Poor efficiency and relatively higher cost of doing business are decaying Bangladesh’s trade competitiveness.
Over-concentration of the industry to a few product items and to a handful of markets are among the top-rated challenges, the leaders of the garment makers’ platform said.
“As we are tracking export data on monthly basis, the trend is still giving a dull picture,” said Rubana Huq, president of the BGMEA.
The data of the first fortnight of December showed that exports declined by more than 3 percent, meaning the growth may continue falling in the whole month, she said.
It is difficult to project the trend since the global market looks volatile due to the emergence of a number of factors such as the EU-Vietnam free trade agreement, the strategic move by China to offset the impact of punitive tariff by lowering prices, and the emergence of new sourcing destinations, according to Huq.
“The growing share of online sales will also bring a major disruption to the conventional way of doing business in the medium term. If we do not take proper steps now to get ourselves at par with our competitors, it will be difficult to get the rhythm back in our exports.”
The probable fallout could be closure of more factories, displacements of more workers and a decline in export earnings, which might affect the overall macro-economic performance of the country, she said.
“We have appealed to the government for a few policy support to tackle the crisis.”
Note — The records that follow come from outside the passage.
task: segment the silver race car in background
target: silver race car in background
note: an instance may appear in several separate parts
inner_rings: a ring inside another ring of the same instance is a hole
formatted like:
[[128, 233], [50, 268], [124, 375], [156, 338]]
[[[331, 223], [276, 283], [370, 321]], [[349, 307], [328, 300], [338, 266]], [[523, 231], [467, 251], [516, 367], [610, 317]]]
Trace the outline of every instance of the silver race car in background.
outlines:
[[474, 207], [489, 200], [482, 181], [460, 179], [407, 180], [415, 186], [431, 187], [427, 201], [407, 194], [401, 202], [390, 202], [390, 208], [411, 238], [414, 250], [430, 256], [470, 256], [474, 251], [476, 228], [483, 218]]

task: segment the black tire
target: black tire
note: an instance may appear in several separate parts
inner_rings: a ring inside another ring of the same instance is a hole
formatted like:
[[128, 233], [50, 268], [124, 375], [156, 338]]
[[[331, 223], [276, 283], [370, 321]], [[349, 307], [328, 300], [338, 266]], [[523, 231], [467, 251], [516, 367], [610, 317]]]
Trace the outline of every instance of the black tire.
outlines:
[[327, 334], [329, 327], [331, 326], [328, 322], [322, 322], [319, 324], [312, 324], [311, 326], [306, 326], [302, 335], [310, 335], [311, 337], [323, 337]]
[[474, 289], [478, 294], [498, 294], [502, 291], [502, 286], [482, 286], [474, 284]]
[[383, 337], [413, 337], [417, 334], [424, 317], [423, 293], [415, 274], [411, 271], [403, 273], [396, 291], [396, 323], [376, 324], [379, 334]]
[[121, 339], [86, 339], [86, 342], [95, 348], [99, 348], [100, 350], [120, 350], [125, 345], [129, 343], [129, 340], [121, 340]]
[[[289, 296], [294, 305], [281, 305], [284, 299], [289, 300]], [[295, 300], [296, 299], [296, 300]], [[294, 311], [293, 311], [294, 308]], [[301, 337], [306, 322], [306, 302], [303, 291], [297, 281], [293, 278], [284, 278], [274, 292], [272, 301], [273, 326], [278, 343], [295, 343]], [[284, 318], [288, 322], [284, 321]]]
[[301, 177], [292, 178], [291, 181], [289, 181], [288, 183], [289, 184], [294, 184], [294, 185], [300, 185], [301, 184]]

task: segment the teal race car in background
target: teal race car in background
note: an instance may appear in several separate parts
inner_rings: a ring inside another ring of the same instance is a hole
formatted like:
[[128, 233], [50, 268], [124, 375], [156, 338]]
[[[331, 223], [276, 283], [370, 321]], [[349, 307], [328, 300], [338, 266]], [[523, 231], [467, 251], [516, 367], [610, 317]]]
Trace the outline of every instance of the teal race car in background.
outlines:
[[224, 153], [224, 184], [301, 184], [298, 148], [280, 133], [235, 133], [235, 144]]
The government also responded and lowered the source tax on garment export to 0.25 percent.
“However, we have demanded for the retrospective effect of it like previous years,” Huq said.
“At the same time we have requested for withdrawal of the conditions to avail the 1 percent special incentive and also for withdrawal of tax on incentives.”
She said since the exchange rate has become a major downside of the country’s competitiveness, the BGMEA hopes the government will be considerate to allow a premium—for example, Tk 5 per US dollar on 25 percent of export value—on the local retention on garments exports.
According to Huq, diversification of the industry is one of the most important priorities now and the sector needs special incentive to encourage product and material diversification and innovation.
“For long-term business sustainability, we need an exit policy.”
Ahsan H Mansur, executive director of the Policy Research Institute of Bangladesh, argued for a temporary devaluation of the taka against the US dollar for some selective exportable garment items.
For instance, the government can devalue the greenback for the manmade fibre garment and synthetic fibre garment exports, he said.
If the government devalues the local currency against the dollar for selective items, product diversification will take place automatically, he said.
Mansur also said the taka can be devalued to Tk 90 against a US dollar right at this moment. However, the government should also notice whether the inflation goes up due to the devaluation of the currency, he said.
“Currency devaluation is not a permanent solution,” he said.
The garment industry has to increase its efficiency at least by 30 percent if it wants to be more competitive globally, said Mansur, also a former economist of the International Monetary Fund.
“The sector can obtain efficiency through efficient management practices, technology selection and product and market diversification.”